The Nashville Area Chamber of Commerce still hasn’t formed an official stance on a pending Metro Council proposal that would require companies contracting with Metro to adopt nondiscrimination policies that cover sexual orientation and gender identity.
“We don’t have an official chamber position on it,” chamber spokeswoman Stephanie Coleman said Monday. “But because the ordinance would impact business, we have been researching the issue and getting feedback from our members about what the potential impact would be. That’s kind of where we are right now.”
Asked when the chamber may announce a position, Coleman said, “I’m not sure of an exact timeline.”
The introduction of the bill, sponsored by East Nashville council members Jamie Hollin and Mike Jameson, came after the controversial December dismissal of Belmont University women’s soccer coach Lisa Howe, who left the school after revealing to her team that she and her same-sex partner are expecting a baby. The ordinance, which would require third-party vendors that do business with the city government to adopt Metro’s nondiscrimination protections, passed on the first of three council votes on Tuesday.
Jim Gotto, who currently serves as both council member and Republican state representative representing the Donelson area, has warned either he or another council member may pull the bill individually on Tuesday to force a rare first-reading vote on the bill.
He has said the bill could have a “chilling effect” on business in Davidson County.

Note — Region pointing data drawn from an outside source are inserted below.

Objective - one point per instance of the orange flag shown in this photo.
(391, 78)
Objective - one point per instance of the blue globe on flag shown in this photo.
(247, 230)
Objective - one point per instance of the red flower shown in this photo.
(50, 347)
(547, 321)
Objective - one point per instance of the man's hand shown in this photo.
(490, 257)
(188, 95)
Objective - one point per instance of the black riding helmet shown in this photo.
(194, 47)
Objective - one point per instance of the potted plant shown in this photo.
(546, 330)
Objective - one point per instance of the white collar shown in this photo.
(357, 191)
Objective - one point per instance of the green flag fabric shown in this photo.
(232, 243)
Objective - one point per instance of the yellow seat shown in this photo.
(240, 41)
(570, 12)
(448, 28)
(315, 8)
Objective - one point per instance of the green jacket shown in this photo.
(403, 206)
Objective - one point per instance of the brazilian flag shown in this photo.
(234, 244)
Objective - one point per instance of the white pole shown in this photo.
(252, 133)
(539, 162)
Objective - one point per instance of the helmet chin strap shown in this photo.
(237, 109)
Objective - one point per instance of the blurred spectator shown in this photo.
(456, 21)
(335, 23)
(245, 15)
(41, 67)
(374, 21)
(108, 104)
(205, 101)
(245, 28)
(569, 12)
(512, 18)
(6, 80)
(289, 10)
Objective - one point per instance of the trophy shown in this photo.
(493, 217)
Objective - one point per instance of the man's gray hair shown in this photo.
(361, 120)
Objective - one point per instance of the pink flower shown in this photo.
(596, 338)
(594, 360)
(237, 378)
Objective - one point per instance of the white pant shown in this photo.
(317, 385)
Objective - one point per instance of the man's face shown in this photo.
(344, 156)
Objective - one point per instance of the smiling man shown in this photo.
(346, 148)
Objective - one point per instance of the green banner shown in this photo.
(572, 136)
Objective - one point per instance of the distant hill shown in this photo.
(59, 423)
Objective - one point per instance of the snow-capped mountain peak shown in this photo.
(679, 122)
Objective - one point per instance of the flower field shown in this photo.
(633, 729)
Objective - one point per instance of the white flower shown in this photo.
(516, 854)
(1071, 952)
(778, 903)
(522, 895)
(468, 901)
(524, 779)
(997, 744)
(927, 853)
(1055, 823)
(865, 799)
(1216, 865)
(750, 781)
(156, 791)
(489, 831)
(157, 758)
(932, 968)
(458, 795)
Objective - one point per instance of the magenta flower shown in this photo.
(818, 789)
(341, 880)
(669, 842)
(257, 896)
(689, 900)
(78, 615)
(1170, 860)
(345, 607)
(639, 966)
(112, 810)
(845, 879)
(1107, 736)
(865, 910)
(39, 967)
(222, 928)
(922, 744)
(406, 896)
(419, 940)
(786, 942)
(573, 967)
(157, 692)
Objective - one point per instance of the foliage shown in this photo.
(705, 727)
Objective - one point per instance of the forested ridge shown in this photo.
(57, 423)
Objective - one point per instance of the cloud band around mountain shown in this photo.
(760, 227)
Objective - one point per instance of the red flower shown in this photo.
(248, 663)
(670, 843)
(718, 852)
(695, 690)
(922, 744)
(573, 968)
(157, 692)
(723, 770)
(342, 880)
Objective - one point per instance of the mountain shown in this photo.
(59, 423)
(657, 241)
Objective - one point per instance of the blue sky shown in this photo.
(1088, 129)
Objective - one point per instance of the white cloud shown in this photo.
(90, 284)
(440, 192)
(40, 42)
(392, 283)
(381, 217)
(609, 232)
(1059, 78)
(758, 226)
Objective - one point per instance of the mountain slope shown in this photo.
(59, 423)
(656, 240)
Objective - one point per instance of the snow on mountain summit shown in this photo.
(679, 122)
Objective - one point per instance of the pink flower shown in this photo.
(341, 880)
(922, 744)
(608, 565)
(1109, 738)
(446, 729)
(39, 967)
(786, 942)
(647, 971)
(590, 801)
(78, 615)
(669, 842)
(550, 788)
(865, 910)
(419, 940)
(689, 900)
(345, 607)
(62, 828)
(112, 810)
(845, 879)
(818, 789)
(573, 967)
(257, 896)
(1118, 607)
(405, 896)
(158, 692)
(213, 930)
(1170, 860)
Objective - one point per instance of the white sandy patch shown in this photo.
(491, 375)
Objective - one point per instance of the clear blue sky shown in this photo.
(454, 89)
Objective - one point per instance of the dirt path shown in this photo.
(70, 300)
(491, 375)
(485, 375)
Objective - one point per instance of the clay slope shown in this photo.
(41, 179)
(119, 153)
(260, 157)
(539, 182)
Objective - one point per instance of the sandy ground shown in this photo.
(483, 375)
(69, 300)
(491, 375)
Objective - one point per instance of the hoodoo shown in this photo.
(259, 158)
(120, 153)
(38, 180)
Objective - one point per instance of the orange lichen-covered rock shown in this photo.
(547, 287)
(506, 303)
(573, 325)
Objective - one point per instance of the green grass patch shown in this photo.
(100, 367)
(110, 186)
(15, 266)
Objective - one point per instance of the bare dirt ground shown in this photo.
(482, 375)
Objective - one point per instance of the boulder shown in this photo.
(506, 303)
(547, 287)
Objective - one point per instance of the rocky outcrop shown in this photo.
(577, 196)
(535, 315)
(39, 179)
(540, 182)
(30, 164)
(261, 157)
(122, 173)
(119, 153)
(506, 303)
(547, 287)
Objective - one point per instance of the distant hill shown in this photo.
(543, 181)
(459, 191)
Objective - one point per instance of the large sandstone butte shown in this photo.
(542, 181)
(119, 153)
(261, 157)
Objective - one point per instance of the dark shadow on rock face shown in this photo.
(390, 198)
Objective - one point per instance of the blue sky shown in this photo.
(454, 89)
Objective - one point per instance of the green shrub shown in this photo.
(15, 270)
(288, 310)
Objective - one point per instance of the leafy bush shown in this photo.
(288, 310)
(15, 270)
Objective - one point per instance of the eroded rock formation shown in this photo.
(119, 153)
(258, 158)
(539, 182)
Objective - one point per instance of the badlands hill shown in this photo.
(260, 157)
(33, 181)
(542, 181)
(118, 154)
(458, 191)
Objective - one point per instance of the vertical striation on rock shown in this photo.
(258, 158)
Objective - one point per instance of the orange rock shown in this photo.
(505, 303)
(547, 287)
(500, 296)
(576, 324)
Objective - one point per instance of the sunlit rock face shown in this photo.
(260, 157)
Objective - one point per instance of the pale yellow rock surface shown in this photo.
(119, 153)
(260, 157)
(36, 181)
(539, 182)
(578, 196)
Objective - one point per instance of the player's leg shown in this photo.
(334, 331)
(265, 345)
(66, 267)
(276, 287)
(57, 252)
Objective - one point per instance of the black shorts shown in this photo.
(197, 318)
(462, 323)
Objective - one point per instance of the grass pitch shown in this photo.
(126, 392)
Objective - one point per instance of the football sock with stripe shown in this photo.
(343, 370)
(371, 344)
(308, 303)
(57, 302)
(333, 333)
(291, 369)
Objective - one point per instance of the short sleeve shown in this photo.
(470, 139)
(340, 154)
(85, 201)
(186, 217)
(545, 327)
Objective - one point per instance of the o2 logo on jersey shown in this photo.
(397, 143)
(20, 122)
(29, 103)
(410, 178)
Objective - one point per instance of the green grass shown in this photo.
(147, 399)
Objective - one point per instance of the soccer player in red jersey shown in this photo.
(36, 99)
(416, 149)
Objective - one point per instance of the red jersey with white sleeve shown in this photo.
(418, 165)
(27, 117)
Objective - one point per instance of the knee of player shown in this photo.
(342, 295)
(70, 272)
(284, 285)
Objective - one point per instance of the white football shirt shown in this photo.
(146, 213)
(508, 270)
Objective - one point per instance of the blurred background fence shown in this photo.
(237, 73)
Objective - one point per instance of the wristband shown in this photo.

To the casual observer, Gotto’s warning may not seem terribly threatening. However, typically all council ordinances clear first reading unanimously without debate as a way to direct legislation into the council’s committee system. Pulling the bill separately, as Gotto has suggested, would make council members have to immediately cast a yea or nay vote on the hot-button issue.
Besides the chamber, Mayor Karl Dean also hasn’t announced his position on the ordinance.
The City Paper could not reach Dean for comment on Monday due to the Martin Luther King Jr. holiday. But in a December interview, the mayor expressed hesitance about supporting a bill that, in his words, could lead to the over-regulation of business. At the time of the interview, sponsors still hadn’t formally filed the ordinance.
“I’m not saying I wouldn’t consider something,” Dean said in December. “You have to look at everything. But my natural sense is that we should not be over-regulating the private sector.”